Diverging from these existing methods, our proposed approach also falls under kernel-based methods but takes a distinct route. Unlike traditional techniques that utilize the kernel as a tool for measuring divergence or similarity and rely on the kernel trick to avoid explicit computation of the feature map, our method takes a direct approach. We compute the feature map through a random finite-dimensional feature map. This enables us to leverage a clustering-based perspective of kernel methods, which is instrumental in characterizing and refining representations for effective domain generalization.
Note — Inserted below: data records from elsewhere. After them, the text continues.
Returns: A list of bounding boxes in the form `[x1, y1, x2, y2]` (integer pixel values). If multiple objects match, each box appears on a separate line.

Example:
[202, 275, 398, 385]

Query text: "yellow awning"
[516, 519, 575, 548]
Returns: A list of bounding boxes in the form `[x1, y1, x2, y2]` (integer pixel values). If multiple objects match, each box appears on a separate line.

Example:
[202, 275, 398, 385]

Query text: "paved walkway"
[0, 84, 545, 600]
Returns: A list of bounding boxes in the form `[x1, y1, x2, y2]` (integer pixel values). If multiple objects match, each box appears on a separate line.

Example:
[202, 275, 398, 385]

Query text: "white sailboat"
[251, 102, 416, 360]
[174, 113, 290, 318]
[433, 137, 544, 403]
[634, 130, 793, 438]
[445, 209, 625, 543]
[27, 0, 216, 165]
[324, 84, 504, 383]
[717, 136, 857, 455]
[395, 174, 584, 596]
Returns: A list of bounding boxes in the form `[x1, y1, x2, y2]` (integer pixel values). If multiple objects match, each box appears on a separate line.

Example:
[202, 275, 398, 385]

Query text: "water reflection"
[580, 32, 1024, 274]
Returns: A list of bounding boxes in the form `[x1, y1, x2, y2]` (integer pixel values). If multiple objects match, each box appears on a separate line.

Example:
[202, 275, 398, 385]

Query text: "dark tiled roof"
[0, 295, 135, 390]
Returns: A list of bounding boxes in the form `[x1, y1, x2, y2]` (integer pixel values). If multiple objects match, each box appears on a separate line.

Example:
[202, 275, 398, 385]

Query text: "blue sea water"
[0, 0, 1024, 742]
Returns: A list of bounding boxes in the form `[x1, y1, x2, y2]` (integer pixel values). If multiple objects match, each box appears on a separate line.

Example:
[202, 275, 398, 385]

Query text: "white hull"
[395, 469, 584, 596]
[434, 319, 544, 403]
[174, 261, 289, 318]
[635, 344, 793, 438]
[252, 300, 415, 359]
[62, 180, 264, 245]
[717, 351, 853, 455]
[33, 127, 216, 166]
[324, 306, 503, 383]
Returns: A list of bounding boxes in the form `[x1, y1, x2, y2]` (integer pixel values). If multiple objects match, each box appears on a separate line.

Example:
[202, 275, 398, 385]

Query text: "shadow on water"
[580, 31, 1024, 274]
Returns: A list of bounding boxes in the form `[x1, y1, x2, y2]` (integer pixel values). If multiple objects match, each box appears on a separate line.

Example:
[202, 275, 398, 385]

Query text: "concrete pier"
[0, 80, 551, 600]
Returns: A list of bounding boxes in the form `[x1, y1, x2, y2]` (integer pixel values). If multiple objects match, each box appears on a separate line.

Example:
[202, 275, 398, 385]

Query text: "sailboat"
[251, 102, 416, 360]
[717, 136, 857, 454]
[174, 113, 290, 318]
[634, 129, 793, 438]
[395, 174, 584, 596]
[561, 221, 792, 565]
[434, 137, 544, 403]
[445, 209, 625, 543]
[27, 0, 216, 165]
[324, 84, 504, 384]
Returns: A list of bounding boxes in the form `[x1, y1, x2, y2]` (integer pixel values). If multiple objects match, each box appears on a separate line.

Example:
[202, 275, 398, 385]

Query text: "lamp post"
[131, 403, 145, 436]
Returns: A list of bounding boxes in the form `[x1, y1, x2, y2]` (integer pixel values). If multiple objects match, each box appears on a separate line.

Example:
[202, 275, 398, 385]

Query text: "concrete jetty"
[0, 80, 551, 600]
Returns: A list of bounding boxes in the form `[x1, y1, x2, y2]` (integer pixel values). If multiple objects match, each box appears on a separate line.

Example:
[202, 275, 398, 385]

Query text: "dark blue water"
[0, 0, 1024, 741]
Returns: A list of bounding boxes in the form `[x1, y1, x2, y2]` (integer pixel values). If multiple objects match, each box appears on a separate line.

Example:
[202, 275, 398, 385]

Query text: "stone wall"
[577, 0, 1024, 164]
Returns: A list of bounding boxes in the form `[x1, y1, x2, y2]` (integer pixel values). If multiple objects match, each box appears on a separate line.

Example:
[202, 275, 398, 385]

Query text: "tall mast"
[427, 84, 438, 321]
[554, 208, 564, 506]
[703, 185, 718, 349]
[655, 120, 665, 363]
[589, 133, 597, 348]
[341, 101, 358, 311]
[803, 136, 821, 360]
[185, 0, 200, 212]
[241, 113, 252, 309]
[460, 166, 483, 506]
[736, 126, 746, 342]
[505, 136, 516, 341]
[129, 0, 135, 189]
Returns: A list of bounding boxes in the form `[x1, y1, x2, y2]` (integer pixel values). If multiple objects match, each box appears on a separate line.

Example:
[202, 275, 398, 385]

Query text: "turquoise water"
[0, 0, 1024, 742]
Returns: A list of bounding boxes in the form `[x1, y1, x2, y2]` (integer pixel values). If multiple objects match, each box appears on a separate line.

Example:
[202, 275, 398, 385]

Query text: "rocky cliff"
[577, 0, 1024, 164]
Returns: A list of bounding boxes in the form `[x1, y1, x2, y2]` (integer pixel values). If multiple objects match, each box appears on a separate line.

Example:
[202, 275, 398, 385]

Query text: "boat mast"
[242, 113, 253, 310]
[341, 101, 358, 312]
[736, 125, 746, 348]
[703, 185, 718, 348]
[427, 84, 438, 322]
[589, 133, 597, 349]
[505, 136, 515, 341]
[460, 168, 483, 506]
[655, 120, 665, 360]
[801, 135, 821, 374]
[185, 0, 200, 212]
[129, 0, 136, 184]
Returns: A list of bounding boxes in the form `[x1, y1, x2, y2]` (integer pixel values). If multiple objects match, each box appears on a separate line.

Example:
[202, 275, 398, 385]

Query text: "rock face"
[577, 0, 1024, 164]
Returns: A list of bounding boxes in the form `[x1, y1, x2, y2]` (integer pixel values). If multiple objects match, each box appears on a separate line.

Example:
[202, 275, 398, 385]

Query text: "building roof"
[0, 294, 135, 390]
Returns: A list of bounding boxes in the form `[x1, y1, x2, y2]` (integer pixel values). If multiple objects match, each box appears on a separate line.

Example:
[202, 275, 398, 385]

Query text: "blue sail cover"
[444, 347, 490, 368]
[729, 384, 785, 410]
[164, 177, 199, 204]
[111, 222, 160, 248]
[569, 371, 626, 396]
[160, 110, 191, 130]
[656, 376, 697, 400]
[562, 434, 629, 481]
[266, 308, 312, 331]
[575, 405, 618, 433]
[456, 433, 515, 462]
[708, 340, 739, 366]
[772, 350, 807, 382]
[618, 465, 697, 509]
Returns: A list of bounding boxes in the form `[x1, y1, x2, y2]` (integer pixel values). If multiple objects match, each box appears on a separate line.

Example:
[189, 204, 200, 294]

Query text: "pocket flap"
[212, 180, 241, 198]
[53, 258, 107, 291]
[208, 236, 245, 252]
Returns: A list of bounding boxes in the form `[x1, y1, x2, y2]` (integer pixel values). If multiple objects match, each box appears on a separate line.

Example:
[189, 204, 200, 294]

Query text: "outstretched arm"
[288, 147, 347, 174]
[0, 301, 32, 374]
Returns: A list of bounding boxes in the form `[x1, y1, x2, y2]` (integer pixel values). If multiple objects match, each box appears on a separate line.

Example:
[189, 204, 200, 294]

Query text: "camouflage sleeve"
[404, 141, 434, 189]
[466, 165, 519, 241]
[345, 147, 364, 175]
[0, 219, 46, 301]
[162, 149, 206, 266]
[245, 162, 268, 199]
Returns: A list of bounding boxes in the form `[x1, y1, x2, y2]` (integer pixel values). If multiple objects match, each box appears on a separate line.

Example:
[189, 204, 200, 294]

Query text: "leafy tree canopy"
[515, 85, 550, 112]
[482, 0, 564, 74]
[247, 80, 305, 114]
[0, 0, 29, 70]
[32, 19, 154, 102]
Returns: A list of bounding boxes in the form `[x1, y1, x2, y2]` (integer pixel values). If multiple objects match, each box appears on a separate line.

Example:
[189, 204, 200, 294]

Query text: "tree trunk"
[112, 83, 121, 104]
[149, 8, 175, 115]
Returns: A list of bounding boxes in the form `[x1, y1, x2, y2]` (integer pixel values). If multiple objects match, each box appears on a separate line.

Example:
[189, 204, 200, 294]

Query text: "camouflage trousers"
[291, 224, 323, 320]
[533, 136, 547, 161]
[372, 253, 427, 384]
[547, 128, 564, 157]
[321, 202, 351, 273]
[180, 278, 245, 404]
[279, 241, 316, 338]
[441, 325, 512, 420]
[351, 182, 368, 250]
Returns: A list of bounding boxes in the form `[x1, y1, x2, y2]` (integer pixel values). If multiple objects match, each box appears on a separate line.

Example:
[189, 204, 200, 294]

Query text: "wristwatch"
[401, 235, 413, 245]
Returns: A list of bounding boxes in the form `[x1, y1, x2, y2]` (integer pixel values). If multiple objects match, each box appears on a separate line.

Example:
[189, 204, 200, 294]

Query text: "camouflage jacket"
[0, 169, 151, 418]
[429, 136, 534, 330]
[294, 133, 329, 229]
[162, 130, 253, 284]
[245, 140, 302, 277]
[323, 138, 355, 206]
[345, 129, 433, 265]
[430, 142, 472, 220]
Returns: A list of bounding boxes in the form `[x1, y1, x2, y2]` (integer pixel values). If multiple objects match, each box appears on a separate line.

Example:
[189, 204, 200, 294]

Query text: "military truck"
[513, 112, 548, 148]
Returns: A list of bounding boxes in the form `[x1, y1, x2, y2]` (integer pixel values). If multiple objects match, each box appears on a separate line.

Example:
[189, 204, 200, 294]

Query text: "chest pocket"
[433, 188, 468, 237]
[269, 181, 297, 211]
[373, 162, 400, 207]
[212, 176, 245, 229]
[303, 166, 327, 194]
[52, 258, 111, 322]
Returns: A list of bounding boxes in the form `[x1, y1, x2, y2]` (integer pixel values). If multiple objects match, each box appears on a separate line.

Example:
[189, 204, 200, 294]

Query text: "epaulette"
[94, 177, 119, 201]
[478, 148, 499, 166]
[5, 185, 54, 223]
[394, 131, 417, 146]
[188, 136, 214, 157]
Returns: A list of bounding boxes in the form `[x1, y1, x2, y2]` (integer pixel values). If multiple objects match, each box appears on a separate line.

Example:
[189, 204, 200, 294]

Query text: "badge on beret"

[1] Huang, Zeyi, et al. "Self-challenging improves cross-domain generalization." ECCV 2020

[2] Bui, Manh-Ha, et al. "Exploiting domain-specific features to enhance domain generalization." NIPS 2021

[3] Chattopadhyay, Prithvijit, , et al. "Learning to balance specificity and invariance for in and out of domain generalization." ECCV 2020

In the methodology part, only the kernel-based feature selection procedure is presented, while the justification and in-depth analysis are also necessary. Specifically, compared with other methods that also aim at learning attributes, what are the limitations in the existing methodology? Correspondingly, what are the advantages and weaknesses of the proposed method in learning components?

Reply:

Our approach includes a mechanism for Attribute-Identifiability, which is crucial for determining whether an attribute in the target domain was previously present in the source domain. However, it's important to note that this is not solely a kernel-based feature selection process.
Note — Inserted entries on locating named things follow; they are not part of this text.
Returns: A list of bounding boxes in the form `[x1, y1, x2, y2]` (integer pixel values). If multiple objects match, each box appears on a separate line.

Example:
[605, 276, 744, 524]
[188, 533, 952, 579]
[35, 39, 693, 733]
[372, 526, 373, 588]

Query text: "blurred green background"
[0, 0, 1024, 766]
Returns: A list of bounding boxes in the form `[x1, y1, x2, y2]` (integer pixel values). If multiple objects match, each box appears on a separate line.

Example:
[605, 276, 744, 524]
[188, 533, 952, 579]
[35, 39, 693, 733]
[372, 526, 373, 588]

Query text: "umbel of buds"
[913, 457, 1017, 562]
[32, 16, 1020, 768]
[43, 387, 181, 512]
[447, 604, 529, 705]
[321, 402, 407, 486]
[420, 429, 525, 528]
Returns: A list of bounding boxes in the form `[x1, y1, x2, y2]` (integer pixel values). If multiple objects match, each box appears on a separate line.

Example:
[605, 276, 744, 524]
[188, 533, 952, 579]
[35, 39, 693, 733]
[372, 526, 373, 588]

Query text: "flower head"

To elaborate further, we would like to offer additional insights into the fundamental aspects of our methodology:

Attribute-based representations are often expected to be easily interpretable and meaningful to the users of the model. Typically, learning and evaluating such models necessitates specialized domain knowledge. In our research, we reduce the need for such in-depth expertise by aligning our work with a specific downstream task: classification, as outlined in Definition 1.
We have developed a thorough framework for attribute identification, framing it as a kernel-based optimization problem (Section 3.4). In particular, we utilize the clustering perspective of kernel methods for attribute identification. To the best of our knowledge, no prior studies have applied the cluster-induced viewpoint of kernel methods at the attribute level for addressing domain generalization. Our work is pioneering in exploring this novel approach.
Beyond just identifying bases of attributes, our sophisticated formulation also promotes the distinctness of attribute clusters (Remark 1). This approach effectively enhances the discriminative power of the attributes we learn, contributing to the overall robustness and efficacy of our model.

2023-11-21

In this work, our primary interest lies in exploring the properties of kernel-based attributes and their advantages, rather than pursuing state-of-the-art performance.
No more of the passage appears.